Par - Le 01 mai 2012.

“Pas grand-chose de neuf sur l'organisation de l'orientation en France." Tel est l'avis de l'Association nationale des directeurs de centres d'information et d'orientation (ANDCIO), après lecture du rapport Larcher. Principale critique adressée aux travaux du sénateur : la proposition n° 6, qui prévoit la création dans chaque région d'une Cité des métiers pilote du service public de l'orientation (SPO).

“Dès 2010, rappelle le conseil d'administration de l'ANDCIO, nous nous étonnions, dans l'état d'alors du projet de décret sur la labellisation, qu'on envisage de labelliser sur un « lieu unique », c'est-à-dire des murs, plutôt que des services." Deux ans plus tard, la position n'a pas changé et l'ANDCIO préférerait de loin voir prospérer le modèle breton des Maisons de la formation professionnelle, plutôt que de voir remis au goût du jour le concept initial de “lieu unique" que la circulaire du 26 mai 2011[ 1 ]Circulaire ETSD1110449C du 26 mai 2011 relative à la reconnaissance des organismes participant au service public de l'orientation tout au long de la vie. avait traduit en “lieu géographique".

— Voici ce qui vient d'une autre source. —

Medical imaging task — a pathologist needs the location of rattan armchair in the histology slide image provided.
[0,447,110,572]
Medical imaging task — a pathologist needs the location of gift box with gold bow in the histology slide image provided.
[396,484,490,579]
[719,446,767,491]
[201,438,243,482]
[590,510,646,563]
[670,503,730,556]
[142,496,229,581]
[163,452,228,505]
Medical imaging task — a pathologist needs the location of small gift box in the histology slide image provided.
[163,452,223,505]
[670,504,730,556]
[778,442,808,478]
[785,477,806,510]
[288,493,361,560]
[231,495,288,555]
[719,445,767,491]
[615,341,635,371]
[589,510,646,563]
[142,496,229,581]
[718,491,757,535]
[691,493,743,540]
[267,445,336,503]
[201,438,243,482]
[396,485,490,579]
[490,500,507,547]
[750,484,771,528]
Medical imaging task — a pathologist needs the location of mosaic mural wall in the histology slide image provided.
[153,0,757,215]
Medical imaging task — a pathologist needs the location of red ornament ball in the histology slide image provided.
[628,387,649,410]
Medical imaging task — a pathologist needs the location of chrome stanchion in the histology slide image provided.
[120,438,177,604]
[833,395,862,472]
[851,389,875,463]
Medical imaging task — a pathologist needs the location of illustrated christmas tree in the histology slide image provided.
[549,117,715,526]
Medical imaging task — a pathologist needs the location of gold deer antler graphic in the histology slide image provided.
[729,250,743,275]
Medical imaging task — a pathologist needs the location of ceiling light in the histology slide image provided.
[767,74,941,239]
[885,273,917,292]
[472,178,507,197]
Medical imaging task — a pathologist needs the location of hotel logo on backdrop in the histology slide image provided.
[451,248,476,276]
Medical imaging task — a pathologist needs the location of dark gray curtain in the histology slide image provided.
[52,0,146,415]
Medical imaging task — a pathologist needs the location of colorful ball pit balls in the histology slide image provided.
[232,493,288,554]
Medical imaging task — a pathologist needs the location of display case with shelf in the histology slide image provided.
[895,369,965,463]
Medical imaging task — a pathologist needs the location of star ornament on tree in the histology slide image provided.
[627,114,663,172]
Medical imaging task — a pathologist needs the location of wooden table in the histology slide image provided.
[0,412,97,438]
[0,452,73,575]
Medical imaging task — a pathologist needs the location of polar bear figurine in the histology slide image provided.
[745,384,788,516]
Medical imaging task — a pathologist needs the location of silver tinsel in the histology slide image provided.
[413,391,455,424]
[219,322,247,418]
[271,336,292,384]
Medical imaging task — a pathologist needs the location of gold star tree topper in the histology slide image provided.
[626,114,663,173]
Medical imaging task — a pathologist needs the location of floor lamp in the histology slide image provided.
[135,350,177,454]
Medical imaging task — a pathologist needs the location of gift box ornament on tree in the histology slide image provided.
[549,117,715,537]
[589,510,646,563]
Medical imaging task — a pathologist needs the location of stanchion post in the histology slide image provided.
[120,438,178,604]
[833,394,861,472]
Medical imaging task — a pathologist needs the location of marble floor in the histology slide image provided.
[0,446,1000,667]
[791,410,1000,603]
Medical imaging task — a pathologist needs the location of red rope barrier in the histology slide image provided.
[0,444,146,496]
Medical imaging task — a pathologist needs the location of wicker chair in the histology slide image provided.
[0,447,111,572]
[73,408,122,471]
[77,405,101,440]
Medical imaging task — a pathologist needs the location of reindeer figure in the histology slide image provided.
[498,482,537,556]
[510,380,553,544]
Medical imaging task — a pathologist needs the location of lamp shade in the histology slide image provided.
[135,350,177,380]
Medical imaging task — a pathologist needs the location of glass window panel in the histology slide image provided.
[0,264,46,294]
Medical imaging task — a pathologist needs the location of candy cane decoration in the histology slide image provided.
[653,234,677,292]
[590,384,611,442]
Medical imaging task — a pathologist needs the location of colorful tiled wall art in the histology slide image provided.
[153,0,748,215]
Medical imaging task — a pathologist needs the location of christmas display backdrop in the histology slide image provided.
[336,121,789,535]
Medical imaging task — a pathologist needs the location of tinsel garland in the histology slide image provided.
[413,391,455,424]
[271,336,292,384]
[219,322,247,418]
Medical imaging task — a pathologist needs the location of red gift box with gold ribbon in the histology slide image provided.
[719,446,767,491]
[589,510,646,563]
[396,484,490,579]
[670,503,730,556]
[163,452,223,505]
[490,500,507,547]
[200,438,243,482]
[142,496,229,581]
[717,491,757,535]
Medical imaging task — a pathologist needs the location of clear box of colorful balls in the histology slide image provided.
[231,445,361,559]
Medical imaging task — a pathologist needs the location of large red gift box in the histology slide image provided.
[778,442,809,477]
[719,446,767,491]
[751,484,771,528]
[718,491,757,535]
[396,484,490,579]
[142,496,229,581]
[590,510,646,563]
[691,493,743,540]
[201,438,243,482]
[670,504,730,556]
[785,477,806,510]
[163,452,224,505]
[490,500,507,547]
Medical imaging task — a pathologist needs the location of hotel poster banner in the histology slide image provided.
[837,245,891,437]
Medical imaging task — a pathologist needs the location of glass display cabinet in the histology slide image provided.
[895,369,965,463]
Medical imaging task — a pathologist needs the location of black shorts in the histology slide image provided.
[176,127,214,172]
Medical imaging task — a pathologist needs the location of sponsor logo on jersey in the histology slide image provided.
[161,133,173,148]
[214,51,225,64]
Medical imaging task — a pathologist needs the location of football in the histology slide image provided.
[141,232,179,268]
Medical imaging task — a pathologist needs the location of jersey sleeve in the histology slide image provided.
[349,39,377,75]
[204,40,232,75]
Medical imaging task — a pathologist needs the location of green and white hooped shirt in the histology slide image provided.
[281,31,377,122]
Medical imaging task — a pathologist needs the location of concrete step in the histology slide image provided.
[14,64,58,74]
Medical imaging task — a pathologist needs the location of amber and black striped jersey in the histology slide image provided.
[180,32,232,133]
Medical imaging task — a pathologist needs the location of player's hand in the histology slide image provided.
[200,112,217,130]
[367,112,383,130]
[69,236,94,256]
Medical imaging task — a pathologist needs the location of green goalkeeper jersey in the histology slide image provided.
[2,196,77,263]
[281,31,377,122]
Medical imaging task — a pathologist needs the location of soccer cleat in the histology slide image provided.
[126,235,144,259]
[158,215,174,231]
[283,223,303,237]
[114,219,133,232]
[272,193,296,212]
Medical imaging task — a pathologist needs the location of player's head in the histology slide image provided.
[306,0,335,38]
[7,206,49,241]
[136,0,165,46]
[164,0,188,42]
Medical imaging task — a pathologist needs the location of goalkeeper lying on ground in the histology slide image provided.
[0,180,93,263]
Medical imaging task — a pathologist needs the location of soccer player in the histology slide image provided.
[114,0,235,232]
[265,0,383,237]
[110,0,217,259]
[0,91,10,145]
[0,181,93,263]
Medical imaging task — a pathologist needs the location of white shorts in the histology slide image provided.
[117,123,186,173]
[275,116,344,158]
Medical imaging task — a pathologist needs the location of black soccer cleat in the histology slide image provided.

Développer des “réseaux de relations" entre spécialistes

Commentant pour L'Inffo Formation la position de l'ANDCIO, son président, Robert Poisson, détaille : “L'exemple de la Bretagne montre une structuration totalement différente des lieux uniques type Cité des métiers, avec une collaboration en réseau organisée autour des Maisons de la formation professionnelle, qui reconnaît chaque membre des réseaux participant et associe les différentes pratiques autour d'un certain nombre d'actes de terrain." Favorable à une communication accrue entre acteurs de l'orientation, Robert Poisson se montre plus circonspect sur les conditions de mise en œuvre des coordinations de terrain. Ainsi des “plateformes mutlifonctionnelles" évoquées à la proposition n° 13 du rapport Larcher : “Nous pensons que la création et le développement de réseaux de relations entre spécialistes est une des clés de la réussite pour l'ensemble des publics, mais, encore une fois, si on ne renforce pas chaque réseau dans sa pratique, on aboutit à quelque chose qui est un « gloubi-boulga », pour le SPO labellisé comme pour ces plateformes destinées aux demandeurs d'emploi." Et de souligner la dimension, selon lui, “hyper-chronophage" de ces plateformes : “Si nous participons à l'ensemble des réunions qui organisent ce travail, nous avons vraiment d'énormes difficultés pour nous occuper de nos propres services car nous passons notre temps dans des réunions de coordination. C'est un travail important, mais il faudra bien le réorganiser de manière différente pour que cela puisse fonctionner."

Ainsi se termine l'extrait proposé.